Hare and I had been saying that we hadn’t seen Owl and Eagle recently so we decided to go and visit them. It had also occurred to me that Atutxa needed more responsibility as an enchanter. So one day when Sinotsu was away with the hunters I left Atutxa as the group’s acting Enchanter and went to spirit-world. Without telling him I had asked Mother and Father to keep a surreptitious eye on him because he was still young and, I thought, over-confident.
Luckily Leopard wasn’t about when I had passed through and Crane was too distracted by shrieking encouragement to the hunt to bother with Hare and me. So we slipped away north to where Hare thought Owl would be. I wanted to see Eagle too of course but only in a general friendly way. It was Owl I needed to consult about Atutxa. It might have been a mother’s natural aggrandisement of her own children that was afflicting me, but I thought that Atutxa was responsible for the wonderful warming that we had experienced. My worry was that if anything happened to reduce his influence we might return to that barely bearable cold.
They were both preening when we found them, so after a quick greeting we sat quietly by to allow them to finish all their feathers. Hare sat on my lap and I caressed his ears.
"I’m glad you’ve come Kizkur. Is all well now your group has returned?" Owl’s beautiful white feathers were finished first.

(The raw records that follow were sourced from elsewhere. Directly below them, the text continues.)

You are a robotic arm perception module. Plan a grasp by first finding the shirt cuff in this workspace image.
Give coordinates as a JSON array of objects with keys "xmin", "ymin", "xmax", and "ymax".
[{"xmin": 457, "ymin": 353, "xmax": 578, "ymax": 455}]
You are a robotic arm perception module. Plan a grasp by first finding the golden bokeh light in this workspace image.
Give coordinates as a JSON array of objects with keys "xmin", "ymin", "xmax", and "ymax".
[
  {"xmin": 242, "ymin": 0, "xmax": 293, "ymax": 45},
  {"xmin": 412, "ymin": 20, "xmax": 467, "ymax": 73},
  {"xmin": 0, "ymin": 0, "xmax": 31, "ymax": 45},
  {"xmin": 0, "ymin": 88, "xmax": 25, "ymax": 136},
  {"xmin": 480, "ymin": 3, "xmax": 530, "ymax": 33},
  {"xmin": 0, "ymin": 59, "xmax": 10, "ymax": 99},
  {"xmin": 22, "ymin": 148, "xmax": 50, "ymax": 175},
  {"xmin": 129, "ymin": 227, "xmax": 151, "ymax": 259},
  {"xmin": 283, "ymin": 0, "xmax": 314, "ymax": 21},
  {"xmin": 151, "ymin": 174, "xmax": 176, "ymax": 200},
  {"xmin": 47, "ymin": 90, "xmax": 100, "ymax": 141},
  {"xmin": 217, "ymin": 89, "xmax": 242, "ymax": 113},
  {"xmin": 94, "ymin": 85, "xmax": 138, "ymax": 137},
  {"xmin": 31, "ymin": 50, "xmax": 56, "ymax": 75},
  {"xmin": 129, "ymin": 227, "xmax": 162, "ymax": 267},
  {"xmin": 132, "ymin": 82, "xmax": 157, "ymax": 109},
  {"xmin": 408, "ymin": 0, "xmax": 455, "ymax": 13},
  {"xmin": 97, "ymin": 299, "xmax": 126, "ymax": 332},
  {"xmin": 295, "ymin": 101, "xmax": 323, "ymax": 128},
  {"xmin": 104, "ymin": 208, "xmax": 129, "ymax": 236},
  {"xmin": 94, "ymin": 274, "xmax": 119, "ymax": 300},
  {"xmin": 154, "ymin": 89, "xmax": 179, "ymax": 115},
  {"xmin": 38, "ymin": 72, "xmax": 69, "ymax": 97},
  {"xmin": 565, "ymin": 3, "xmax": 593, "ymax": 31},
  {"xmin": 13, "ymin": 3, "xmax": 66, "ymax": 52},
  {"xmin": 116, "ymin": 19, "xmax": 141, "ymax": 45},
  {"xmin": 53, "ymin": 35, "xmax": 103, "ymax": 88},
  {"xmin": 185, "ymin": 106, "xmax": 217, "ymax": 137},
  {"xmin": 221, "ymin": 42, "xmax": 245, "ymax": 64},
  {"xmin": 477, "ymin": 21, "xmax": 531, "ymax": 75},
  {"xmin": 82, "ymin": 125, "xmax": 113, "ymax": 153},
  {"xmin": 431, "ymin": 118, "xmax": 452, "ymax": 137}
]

"Yes and no. They suffered many losses in the south. Some whole families are gone and with them their particular skills. We have no basket-makers now. There is one old man in the wester group who makes quite good ones and the elders have sent three youngsters as apprentices to him. It will be a long time though before we get baskets as good as the Ekarpen family made. We are getting to be half amalgamated with the westers, they lost even more than we did."
"Nobody will ever know, but you would have lost many if they had stayed, more perhaps."
"It would be comforting to think that worse was avoided."
"It may be so. Many were dying of cold."
"Mmm" Eagle agreed from amongst his tail feathers where he was finishing his preen.
"Crane says that your hunts are less than satisfactory." continued Owl. "I have thought up a good plan for that, but it is too soon yet so I’ll tell you about that later. When Atutxa is safely independent I’ll hope to get that going. You’re moving in that direction leaving him to look after them today?"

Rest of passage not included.